Commission regulation 140.72 implements these statutory provisions, delegates to specified senior staff the authority to make disclosures to “a contract market, registered futures association or self-regulatory organization,” and establishes the standards and protocols governing such disclosures. However, regulation 140.72 has never been amended to replace the reference to “contract market” with a reference to the more inclusive defined term, “registered entity,” which includes not only designated contract markets, but several other types of entities as well (see note 2 above). The term, “registered entity,” was added to the Act by the Commodity Futures Modernization Act of 2000 (“CFMA”).[4] The registered entity definition was subsequently expanded by the CFTC Reauthorization Act of 2008 (“2008 Reauthorization Act”),[5] which incorporated electronic trading facilities trading significant price discovery contracts into the registered entity definition as section 1a(29)(E).

The CEA also recognizes the need to share confidential information with other Federal or state regulatory authorities, acting within the scope of their jurisdiction, as well as foreign futures authorities, and in section 8(e) authorizes the Commission to make such disclosures on request, provided the Commission is satisfied that the information will not be disclosed except in connection with an action or proceeding brought under the laws governing the receiving authority, to which that receiving authority is a party. Commission regulation 140.73 implements the provisions of CEA section 8(e), delegates to specified senior staff the authority to make disclosures and establishes the standards and protocols governing disclosure to a requesting regulator.
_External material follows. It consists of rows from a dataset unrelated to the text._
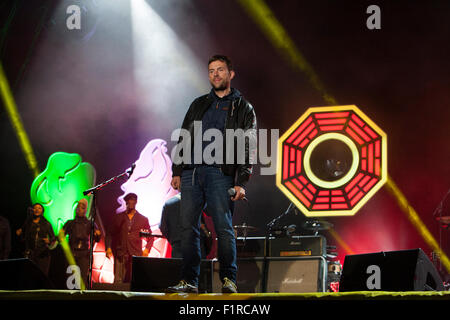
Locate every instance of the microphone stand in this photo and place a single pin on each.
(94, 191)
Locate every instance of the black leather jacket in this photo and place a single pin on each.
(241, 115)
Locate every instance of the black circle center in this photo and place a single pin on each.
(331, 160)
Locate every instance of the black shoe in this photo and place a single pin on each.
(182, 287)
(228, 286)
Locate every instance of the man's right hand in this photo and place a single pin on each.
(109, 253)
(176, 181)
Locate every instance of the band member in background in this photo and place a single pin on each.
(170, 227)
(222, 109)
(39, 238)
(79, 231)
(123, 239)
(5, 238)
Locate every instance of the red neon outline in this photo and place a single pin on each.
(332, 128)
(359, 131)
(331, 115)
(285, 162)
(354, 135)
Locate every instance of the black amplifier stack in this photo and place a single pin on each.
(295, 246)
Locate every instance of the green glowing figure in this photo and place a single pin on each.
(59, 187)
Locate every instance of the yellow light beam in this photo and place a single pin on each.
(277, 35)
(16, 121)
(415, 220)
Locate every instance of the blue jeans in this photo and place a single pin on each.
(207, 184)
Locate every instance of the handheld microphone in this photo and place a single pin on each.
(232, 193)
(131, 170)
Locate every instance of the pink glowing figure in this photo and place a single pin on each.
(151, 182)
As discussed below, the principal amendments to regulation 140.72 are being proposed: (1) To conform the Commission's rule to the CEA, as amended by the CFMA and the 2008 Reauthorization Act, by applying the regulation to “registered entities;” (2) to require that registered entities update their lists of confidential data recipients on an annual basis and notify the Commission within 10 business days of any changes to the list; and (3) to clarify that confidential information provided by the Commission to registered entities Start Printed Page 15636may only be used for market surveillance, audit, investigative or rule enforcement responsibilities of the registered entity. The Commission additionally is proposing technical amendments to both regulations 140.72 and 140.73.
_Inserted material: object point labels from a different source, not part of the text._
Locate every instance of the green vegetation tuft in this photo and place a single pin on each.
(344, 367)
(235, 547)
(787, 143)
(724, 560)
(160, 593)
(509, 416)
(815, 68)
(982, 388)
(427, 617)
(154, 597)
B. Part 38 of the Commission's Regulations

As noted above, by its terms, regulation 140.72 includes procedural requirements for DCMs that relate to the receipt and use of information furnished by the CFTC.[6] As a result of the passage of the CFMA, the Commission adopted regulations that exempted DCMs from all Commission regulations that were not specifically reserved in regulation 38.2. Regulation 140.72 was not specifically reserved in regulation 38.2. The Commission, however, believes that regulation 140.72 (both in its current form and as proposed to be amended herein) contains procedural safeguards that are intended to protect furnished information from improper use and disclosure. In that regard, the Commission attaches particular importance to the requirement that registered entities (including DCMs) must formally identify the officials within the organization who are specifically authorized to receive information from Commission staff and update that contact information annually. The Commission therefore proposes to add regulation 140.72 to the list of regulations reserved in regulation 38.2.

II. Discussion

A. Amendments Necessitated by the CFMA and the CFTC Reauthorization Act of 2008

The 2008 Reauthorization Act directs the CFTC to extend its regulatory oversight to the trading of significant price discovery contracts (“SPDCs”) on exempt commercial markets (“ECMs”) and, among other statutory amendments, adds ECMs with SPDCs to the definition of “registered entity” in section 1(a)(29) of the CEA.[7] Accordingly, with respect to a contract that the Commission determines is a SPDC, the ECM on which it is traded or executed becomes a registered entity subject to all the provisions of the CEA applicable to registered entities—including section 8a(6) of the Act. Consistent with this statutory change, the proposed amendments to regulation 140.72 would make its provisions applicable to “registered entities” and would permit staff to disclose confidential information to ECMs insofar as the disclosures relate to the ECM's SPDCs.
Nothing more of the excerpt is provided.